Cuanto más se sustituya por el robot el trabajo humano, tanto menos podrá el capitalismo permitirse la justicia social y la democracia.

Cuanto más incorporen los sujetos los instrumentos de producción, tanto más habrá que desmoralizar a esos sujetos, empobrecerlos, disciplinarlos.

La gestión neoliberal de la crisis supedita el control de las conductas a la reactivación de las disciplinas, trátese de la coerción en el trabajo, la violencia masculina contra las mujeres, la represión de los pobres y de los migrantes (del internamiento a la expulsión).

El rostro más conocido del capitalismo-crisis es Donald Trump: multimillonario afín a Goldman Sachs, por tanto a Wall Street, no desdeña — por el contrario, defiende y, cuando puede, instiga — a la derecha nacionalista y racista. El neoliberalismo, que durante años ha rimado con globalización, refuerza su polo agresivo y autoritario; el espacio de las finanzas se desposa con el de los muros, la discriminación y la patria.

Es más: en la crisis resurge el arcaísmo de la soberanía, la guerra civil y la guerra contra los pobres.

En ese escenario, si la izquierda neoliberal — la que estaba en boga en la época de los Clinton, los Blair y los Schröder — se encoge en casi todas partes, la derecha (neoliberal) se redescubre xenófoba y no descarta la retórica fascista.

4. Proletariado

De ser válido cuanto se ha escrito hasta ahora, ya no es posible definir el proletariado sin tener en cuenta la hibridación de la producción y la reproducción, la globalización (y su crisis), la heterogeneidad de los tiempos históricos del capital (“contemporaneidad de lo no contemporáneo”[4]).

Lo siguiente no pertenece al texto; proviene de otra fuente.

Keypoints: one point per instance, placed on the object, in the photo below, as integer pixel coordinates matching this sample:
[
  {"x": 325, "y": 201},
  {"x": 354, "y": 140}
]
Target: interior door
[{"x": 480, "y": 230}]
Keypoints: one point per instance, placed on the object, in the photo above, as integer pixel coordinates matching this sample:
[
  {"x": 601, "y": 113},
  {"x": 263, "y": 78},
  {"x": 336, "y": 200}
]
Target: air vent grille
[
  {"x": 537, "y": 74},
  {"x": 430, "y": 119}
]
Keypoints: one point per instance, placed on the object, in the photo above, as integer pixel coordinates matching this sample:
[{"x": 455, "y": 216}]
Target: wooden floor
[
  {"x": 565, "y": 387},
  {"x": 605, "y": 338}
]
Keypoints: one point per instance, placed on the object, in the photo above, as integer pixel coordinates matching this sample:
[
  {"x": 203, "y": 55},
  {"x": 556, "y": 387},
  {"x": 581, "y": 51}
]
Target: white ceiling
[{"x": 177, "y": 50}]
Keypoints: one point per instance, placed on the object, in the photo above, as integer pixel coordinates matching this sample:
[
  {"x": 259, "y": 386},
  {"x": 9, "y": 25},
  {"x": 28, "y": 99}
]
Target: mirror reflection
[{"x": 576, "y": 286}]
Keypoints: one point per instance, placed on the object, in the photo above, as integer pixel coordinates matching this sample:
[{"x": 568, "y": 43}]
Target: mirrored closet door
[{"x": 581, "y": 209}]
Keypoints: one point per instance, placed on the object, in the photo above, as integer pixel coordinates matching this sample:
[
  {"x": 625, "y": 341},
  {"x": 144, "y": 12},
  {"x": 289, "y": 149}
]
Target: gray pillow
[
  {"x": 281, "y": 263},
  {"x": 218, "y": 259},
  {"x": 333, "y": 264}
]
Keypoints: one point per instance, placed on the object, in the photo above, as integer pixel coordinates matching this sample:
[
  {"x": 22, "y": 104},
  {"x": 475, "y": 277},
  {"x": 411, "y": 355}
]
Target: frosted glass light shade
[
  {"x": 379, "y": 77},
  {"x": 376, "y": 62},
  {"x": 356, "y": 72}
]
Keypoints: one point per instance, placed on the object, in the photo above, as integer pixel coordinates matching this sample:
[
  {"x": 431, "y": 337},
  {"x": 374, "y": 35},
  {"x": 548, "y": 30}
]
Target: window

De hecho, resulta difícil distinguir entre el trabajo y la vida; no tanto y no sólo porque el tiempo de trabajo y el tiempo de vida tiendan a coincidir, sino también y sobre todo porque para trabajar y producir plusvalía es fundamental valerse de aquellos recursos afectivos, relacionales y simbólicos que articulan la vida misma y su reproducción.

Del mismo modo, es imposible describir a los sujetos productivos sin poner en el centro la movilidad; incluso cuando ésta se ve obstaculizada o mayormente aprovechada para favorecer nuevos procesos de jerarquización del mercado de trabajo.

Digámoslo una vez más: en el mismo territorio pueden coexistir empresas de alta tecnología[5], contratación ilícita de mano de obra[6] y semiesclavitud en la producción agrícola, trabajo de cuidados mal pagado, economía informal y delictiva. El proletariado, por tanto, debe definirse siempre atendiendo a tres criterios: diferencia sexuada; dimensión transnacional (nuevo régimen migratorio; jerarquías raciales); multiplicación del trabajo (y formas de explotación).

La clase obrera blanca, “masculina, demasiado masculina”, nunca ha sido todo el proletariado.

La revolución rusa, por ejemplo, se inició con la huelga de las mujeres el 8 de marzo de 1917 (22 de febrero en el calendario juliano).

El proletariado, que evidentemente abarca también a la clase obrera mundial (a tener muy en cuenta a China o Bangladesh, entre otros), es hoy más que nunca mujer, es joven y escolarizado, es negro, es emigrante.

En la intersección de esos elementos, pues, se encuentran los sujetos explotados de la escena contemporánea. Un proletariado que es mayoría, pero que está hecho de minorías, un tejido híbrido que escapa a la identidad.

5. Lucha de clases

Cuando producción y reproducción se entrelazan, a menudo al punto de confundirse, no hay lucha de clases que no sea también conflicto por la afirmación y la defensa de las formas de vida.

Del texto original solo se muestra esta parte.